As we reported yesterday, the always busy Allen is starting to shape the cast for his next, currently untitled film set in Paris. Marion Cotillard joins Owen Wilson and Carla Bruni in the film which the details are being kept under wraps. The picture will shoot this summer in Paris.
As we noted, Allen is pretty much unable to get financing or afford to shoot in New York City anymore (though last year’s “Whatever Works,” also released by Sony Pictures Classics, was an exception to the rule). Allen, whose budgets are quite low, and whose films nearly always make a tidy profit has found willing producers in foreign financiers who are willing to back the films without approving scripts or cast. We may not all agree on his latest batch of films, but as long as keeps cranking ’em out, we’ll be there watching them.
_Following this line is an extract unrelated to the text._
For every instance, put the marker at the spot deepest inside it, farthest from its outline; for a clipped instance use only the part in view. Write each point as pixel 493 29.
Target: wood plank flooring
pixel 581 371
Whatever Works was nightmarish in its irrelevancy, detachment from the human experience, its poor acting, musty gags…maybe Mia Farrow has taken up voodoo
Whatever Works is wild and wonderful in its deep relevancy to the failings of American culture in the first ten years of the new century, in its brilliant, fresh satire on those who can't handle the truth of human experience, in the beyond-praise performances and acting talent of its female leads, and in the incomparable comic power and cinematic originality of Larry David's long, scorching, hilarious opening monologue. Don't believe the anti-intellectual Babbits and Woody-haters who can't take a joke and want him to "stop-already" with the truth of our times.